The penchant for slapstick, notwithstanding, this is a production that honors Gilbert & Sullivan. The staging and choreography are lively and lucid. Director Albert Bergeret certainly knows how to insure that the performers use a Chinese fan to its advantage when singing a big number. The costumes are just as bright and attractive as the scenery, so as we listen to Sullivan's enduring score we always have something lovely to look at. It may not be lively musical theater in the modern sense and this particular Gilbert and Sullivan favorite probably deserves better than what it gets here but it's not a bad way to spend two and a half hours even if you're not a dyed-in-the-wool G&S fan.
The Quintessential G & S
By Elyse Sommer
The first and shorter part of the evening consisted of the complete, fully staged Trial by Jury and under Mr. Bergeret's nimble direction the large ensemble whizzed through this amusing courtroom drama.Laurelyn Watson, now called Angeline but still yum-yum to look at played the jilted bride plaintiff and Michael Scott Harrison now played the fickle fiancé Edwin.

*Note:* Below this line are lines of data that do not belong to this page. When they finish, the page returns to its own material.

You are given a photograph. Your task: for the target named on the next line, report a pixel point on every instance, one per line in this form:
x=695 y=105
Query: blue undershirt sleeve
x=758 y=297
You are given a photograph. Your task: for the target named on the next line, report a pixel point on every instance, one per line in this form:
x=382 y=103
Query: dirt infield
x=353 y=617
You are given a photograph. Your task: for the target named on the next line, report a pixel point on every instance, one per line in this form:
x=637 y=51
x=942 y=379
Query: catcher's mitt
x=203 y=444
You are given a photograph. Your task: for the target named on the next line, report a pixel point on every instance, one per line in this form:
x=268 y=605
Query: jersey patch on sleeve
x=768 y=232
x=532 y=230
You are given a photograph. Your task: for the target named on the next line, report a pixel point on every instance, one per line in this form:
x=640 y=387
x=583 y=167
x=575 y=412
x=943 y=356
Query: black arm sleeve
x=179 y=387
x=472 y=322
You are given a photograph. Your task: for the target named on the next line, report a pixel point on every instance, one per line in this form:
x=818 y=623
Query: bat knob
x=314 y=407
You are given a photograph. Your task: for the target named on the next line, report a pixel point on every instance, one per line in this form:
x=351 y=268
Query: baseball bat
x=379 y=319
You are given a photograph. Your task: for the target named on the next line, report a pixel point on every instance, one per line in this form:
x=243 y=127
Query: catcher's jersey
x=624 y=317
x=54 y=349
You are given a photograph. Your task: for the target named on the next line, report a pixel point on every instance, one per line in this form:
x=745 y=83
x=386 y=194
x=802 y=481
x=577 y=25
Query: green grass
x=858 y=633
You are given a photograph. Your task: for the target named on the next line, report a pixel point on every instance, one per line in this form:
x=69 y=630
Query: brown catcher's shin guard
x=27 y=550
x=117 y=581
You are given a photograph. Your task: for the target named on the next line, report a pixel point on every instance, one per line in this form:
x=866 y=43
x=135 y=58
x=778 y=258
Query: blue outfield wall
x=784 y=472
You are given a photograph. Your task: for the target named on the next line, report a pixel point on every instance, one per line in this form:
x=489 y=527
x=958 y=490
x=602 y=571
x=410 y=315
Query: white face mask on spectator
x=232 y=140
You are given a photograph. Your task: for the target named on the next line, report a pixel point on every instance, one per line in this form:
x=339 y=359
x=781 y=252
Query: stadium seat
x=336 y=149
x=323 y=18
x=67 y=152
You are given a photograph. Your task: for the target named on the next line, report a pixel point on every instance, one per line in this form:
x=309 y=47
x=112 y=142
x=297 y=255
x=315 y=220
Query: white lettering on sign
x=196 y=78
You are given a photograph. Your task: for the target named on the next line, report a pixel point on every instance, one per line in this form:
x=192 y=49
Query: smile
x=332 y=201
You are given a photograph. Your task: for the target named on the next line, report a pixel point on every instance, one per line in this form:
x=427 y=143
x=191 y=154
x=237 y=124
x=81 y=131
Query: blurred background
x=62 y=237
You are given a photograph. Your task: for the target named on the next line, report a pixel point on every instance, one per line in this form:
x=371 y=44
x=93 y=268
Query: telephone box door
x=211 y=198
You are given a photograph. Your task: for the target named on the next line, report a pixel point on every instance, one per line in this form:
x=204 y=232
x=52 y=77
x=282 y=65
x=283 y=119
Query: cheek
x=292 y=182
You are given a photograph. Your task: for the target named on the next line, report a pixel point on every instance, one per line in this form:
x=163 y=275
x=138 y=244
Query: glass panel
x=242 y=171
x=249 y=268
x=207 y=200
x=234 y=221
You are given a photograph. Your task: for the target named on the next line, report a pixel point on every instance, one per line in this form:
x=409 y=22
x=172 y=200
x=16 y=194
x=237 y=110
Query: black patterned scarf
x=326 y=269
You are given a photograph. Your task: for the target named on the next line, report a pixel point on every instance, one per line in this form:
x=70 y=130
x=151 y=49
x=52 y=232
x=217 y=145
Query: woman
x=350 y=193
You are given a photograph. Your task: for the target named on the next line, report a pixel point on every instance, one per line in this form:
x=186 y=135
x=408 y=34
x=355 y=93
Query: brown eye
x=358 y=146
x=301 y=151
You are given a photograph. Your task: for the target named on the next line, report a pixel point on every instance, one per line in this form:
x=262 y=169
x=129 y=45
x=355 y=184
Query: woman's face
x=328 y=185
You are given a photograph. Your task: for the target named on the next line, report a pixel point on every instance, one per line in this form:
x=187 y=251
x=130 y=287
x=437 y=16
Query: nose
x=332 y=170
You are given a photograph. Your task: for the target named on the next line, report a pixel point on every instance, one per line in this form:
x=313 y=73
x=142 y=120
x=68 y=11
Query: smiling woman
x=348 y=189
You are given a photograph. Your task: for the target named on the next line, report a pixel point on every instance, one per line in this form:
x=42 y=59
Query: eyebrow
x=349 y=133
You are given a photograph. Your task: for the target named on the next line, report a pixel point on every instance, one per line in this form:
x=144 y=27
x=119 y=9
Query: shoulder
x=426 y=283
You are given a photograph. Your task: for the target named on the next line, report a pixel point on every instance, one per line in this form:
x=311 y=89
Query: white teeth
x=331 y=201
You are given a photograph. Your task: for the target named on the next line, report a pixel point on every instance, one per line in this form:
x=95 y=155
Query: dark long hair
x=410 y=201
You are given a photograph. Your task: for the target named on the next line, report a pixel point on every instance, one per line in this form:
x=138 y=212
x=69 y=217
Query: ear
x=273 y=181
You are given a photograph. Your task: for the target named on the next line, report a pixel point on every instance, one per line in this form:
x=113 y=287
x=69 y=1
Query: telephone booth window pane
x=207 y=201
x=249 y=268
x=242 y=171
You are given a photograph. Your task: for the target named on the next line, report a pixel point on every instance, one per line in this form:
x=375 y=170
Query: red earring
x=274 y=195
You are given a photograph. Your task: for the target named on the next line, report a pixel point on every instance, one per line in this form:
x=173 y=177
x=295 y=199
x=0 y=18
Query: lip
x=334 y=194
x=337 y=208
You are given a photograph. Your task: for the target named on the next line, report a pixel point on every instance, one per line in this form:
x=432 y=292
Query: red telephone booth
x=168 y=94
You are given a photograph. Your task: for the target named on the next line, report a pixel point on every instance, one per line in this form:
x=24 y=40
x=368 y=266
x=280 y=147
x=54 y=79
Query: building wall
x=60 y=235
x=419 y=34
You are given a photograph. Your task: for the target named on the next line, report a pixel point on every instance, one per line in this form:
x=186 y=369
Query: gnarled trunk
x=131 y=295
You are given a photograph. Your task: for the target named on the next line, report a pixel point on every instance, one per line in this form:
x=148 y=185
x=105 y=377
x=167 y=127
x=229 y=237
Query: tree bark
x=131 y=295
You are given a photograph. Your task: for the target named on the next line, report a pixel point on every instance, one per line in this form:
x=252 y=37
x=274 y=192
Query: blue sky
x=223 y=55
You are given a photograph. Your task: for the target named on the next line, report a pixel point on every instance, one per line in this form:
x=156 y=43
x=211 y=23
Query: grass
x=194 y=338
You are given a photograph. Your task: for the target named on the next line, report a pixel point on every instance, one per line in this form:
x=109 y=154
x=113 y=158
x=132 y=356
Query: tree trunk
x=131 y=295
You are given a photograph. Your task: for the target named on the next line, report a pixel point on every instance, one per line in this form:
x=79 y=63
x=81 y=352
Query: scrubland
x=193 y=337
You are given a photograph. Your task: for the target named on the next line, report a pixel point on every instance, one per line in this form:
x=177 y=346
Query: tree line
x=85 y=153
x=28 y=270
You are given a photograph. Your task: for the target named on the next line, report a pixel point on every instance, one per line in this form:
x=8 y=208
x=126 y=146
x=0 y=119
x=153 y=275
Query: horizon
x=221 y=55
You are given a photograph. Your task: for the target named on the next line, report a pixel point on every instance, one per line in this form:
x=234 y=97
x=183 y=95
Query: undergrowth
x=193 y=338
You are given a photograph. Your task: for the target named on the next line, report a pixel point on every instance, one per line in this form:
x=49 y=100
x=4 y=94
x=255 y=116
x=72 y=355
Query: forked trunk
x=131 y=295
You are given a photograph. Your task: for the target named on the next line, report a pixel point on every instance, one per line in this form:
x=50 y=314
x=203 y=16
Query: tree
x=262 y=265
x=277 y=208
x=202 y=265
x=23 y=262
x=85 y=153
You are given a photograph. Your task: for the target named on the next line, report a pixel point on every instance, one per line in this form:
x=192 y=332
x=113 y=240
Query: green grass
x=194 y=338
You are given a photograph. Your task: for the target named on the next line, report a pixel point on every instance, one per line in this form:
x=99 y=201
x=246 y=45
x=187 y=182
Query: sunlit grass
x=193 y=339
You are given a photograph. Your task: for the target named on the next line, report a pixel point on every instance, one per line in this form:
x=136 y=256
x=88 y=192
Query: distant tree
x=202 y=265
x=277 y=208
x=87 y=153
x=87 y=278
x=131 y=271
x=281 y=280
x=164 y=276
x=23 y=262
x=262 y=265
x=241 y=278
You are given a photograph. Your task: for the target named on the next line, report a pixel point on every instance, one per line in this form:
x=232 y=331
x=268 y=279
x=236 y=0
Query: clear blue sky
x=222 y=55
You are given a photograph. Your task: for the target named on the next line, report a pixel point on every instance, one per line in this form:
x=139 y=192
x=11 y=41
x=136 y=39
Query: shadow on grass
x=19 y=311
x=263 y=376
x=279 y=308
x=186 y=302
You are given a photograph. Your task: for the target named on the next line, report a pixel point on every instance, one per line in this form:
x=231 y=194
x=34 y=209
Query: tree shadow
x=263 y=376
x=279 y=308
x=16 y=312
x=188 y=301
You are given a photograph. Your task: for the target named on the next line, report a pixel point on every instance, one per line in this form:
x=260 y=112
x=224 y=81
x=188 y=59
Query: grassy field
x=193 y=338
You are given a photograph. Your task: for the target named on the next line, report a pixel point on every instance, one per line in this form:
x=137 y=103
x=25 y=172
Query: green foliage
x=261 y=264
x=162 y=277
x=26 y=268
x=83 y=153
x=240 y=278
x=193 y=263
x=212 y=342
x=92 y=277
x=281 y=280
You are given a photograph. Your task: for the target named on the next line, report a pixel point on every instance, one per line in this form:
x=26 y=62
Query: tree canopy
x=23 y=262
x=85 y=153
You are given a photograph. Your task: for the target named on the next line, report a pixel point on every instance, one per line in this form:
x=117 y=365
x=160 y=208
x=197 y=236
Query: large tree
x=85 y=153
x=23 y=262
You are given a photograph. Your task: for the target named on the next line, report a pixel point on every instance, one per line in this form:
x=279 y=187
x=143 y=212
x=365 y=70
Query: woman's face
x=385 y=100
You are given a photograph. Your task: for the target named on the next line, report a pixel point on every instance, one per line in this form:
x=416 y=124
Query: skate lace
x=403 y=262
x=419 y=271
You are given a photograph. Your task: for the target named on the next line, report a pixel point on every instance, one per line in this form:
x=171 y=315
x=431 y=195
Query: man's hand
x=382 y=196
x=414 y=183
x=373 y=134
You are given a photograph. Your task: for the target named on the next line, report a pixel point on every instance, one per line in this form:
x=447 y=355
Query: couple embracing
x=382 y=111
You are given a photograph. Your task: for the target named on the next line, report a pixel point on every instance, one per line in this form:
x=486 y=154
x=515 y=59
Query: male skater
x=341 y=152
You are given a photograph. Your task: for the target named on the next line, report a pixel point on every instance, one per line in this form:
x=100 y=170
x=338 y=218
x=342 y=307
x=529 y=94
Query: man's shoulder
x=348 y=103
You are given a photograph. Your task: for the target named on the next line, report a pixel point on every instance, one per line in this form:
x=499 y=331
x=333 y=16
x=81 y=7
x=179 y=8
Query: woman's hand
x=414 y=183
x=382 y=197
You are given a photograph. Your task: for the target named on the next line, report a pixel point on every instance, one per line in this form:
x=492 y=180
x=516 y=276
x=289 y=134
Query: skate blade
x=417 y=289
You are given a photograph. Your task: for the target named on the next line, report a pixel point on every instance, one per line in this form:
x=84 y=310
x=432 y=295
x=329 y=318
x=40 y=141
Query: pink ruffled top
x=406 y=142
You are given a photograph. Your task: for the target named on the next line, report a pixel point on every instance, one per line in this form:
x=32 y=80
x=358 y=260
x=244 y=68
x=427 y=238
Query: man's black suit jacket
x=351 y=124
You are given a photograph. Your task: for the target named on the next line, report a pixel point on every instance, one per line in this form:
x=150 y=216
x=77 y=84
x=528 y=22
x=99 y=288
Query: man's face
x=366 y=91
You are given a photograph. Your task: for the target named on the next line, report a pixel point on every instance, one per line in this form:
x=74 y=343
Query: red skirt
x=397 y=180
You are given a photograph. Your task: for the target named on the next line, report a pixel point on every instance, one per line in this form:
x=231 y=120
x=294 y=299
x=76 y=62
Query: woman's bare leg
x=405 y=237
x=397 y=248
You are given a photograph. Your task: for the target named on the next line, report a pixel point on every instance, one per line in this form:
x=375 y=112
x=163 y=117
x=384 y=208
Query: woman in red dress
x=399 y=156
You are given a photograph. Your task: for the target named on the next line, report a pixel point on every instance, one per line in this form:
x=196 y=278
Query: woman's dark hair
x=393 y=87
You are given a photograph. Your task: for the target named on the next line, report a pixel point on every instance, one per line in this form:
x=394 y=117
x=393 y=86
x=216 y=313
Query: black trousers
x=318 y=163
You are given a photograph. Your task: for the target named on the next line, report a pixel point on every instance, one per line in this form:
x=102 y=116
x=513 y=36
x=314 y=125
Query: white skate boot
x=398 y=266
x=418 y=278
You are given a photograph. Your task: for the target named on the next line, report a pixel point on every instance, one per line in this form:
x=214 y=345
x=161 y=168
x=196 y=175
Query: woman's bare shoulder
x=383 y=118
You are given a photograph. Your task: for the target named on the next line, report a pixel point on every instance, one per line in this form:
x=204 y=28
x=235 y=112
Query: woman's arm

The longer revue section, typical of the company's penchant for broad humor had the double entendre title NYGASP à la Carte an impresario channeling D'Oyly Carte to introduce each number. as the impresario introducing each number. This introductory commentary is a good idea for people unfamiliar with the G&S canon, and probably would work even more smoothly if delivered by Albert Bergeret as listed in the program, instead of an unidentified last-minute substitute.. In case there's a doubt in anyone's mind, the selections put a heavy emphasis on the trademark patter songs of which Stephen Quint is truly a master. A number that had a large ensemble from The Yeomen of the Guard march on stage from the aisles proved Mr. Bergeret knows not only how to use a Chinese fan to its advantage when singing a big number, but to do the same thing with a cape The performers unstintingly generous performances, resulted in a few too many double encores. Naturally, the many G&S fans in the audience didn't mind but I think a slimmed down and more smoothly delivered commentary would insure the future success of this new addition to the company's repertory.